NCUA Chairman Michael E. Fryzel urged the committee to keep his agency separate from the other financial services regulators, while NASCUS Chairman George Reynolds recommended that the panel preserve the dual-chartering structure.
Fryzel told the Senate Banking Committee that credit unions are "unique and distinct institutions that require a unique and distinct regulator."
Reynolds endorsed keeping the NCUA separate but said lawmakers should be careful not to revamp regulations so much so as to weaken the authority of state regulators.
"Preemption of state laws and the push for more uniform regulatory systems will negatively impact our nation's financial services industry and ultimately consumers," said Reynolds, who is the senior deputy commissioner of the Georgia Department of Banking.
Both testified last Thursday at one of the committee's hearings on regulatory restructuring.
Fryzel said the NCUA's work with state regulators has enabled the agency to "manage risk in an efficient manner," and its insurance fund should remain separate from other insurance funds.
He said the fund is "stable and well functioning" and has an equity ratio of 1.28%.
Fryzel expressed support for creating a systemic risk regulator that would establish broad rules about safety and soundness while letting the NCUA focus on credit unions. He did not specify which government agency should perform that function.
In his opening statement, Senate Banking Committee Chairman Christopher Dodd (D-Conn.) expressed support for letting the FDIC become the risk regulator. He criticized the idea of letting the Federal Reserve have those powers-an idea supported by many, including House Financial Services Committee Chairman Barney Frank (D-Mass.)-because "the instances in which the Fed has failed to execute its existing authority are numerous."
Fryzel told Credit Union Times following his testimony that while the decision is ultimately up to Congress, he would have "no problem" with the FDIC as the systemic regulator as along as the NCUA remains an autonomous agency.
Reynolds urged lawmakers to be cautious when making changes because "it is not the structure of our regulatory system that has failed our country, but rather the functionality and accountability within the regulatory system."

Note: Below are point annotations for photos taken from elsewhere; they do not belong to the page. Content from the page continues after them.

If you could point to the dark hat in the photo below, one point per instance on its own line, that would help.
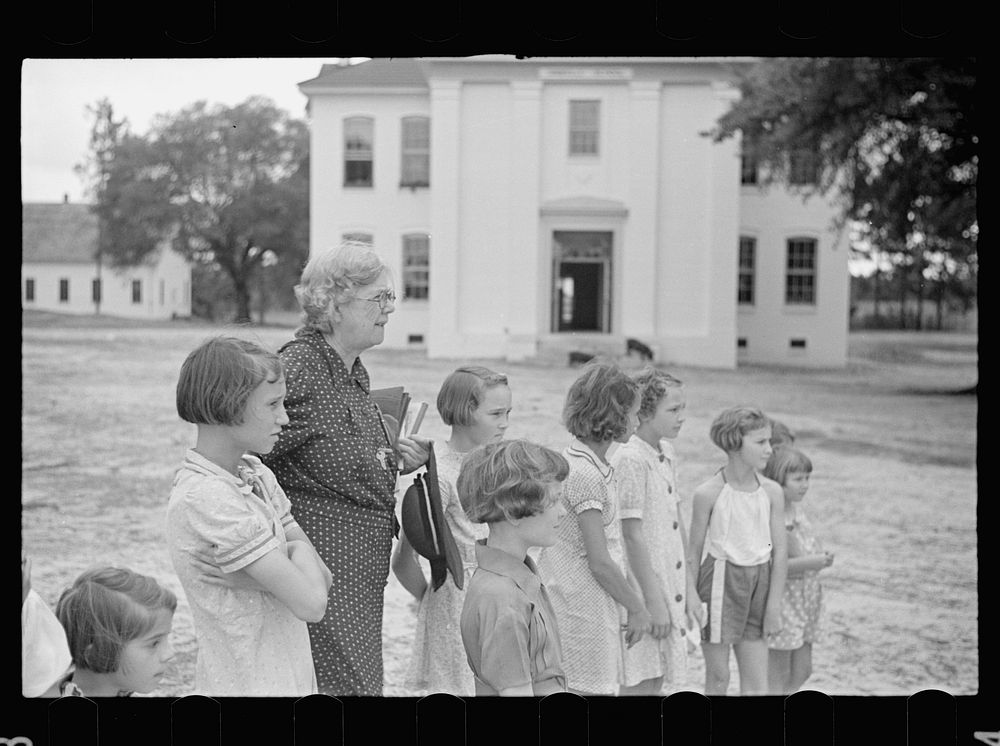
(426, 528)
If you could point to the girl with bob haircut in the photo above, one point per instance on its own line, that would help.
(790, 657)
(250, 573)
(585, 570)
(475, 401)
(117, 625)
(508, 625)
(656, 539)
(737, 521)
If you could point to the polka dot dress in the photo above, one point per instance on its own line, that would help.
(334, 462)
(802, 603)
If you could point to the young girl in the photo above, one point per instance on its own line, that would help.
(737, 517)
(263, 580)
(790, 657)
(117, 624)
(585, 570)
(655, 537)
(475, 401)
(509, 629)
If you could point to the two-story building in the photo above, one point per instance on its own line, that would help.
(538, 205)
(60, 270)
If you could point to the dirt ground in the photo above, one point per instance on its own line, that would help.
(894, 488)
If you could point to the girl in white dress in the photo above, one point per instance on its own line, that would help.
(655, 538)
(475, 401)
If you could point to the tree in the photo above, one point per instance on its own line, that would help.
(228, 186)
(896, 142)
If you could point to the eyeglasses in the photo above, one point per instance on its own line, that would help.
(383, 298)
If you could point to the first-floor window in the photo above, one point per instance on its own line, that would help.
(748, 250)
(416, 265)
(800, 272)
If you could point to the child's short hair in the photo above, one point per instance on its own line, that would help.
(730, 426)
(104, 610)
(785, 461)
(653, 385)
(330, 275)
(462, 393)
(508, 479)
(598, 401)
(780, 434)
(218, 377)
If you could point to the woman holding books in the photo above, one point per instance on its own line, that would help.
(338, 463)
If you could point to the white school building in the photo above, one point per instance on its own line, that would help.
(532, 207)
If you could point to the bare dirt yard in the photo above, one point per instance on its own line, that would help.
(894, 488)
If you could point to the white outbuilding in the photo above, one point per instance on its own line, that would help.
(60, 270)
(536, 206)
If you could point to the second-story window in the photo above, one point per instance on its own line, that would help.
(748, 249)
(358, 151)
(416, 265)
(415, 166)
(584, 127)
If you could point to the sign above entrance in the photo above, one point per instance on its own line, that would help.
(585, 73)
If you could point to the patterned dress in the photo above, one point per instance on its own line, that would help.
(647, 489)
(249, 643)
(802, 605)
(589, 618)
(335, 462)
(438, 662)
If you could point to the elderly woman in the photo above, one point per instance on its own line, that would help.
(336, 462)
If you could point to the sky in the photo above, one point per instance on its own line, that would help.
(55, 94)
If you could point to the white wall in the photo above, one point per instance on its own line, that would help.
(165, 290)
(384, 210)
(772, 216)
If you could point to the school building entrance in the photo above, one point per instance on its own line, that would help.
(581, 297)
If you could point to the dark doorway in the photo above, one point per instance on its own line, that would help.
(581, 301)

He said Congress should ensure that state regulators have maximum flexibility to regulate credit unions and also reaffirm state legislatures' role as the primary authority to enact consumer protection statutes in their respective states.
In response to a question from Sen. Jack Reed (D-R.I.) about how to ensure that regulators are sufficiently rigorous in their oversight, Reynolds emphasized that "we are not in the business of being cheerleaders for the industry. No bank or credit union in my state would say that about our department."
Reynolds also urged Congress to amend the Federal Credit Union Act to give federal and state regulators the power to provide credit unions access to supplemental capital. He said it "will enhance the safety and soundness of credit unions and provide further stability in this unpredictable market" as well as providing an additional layer of protection to the NCUSIF.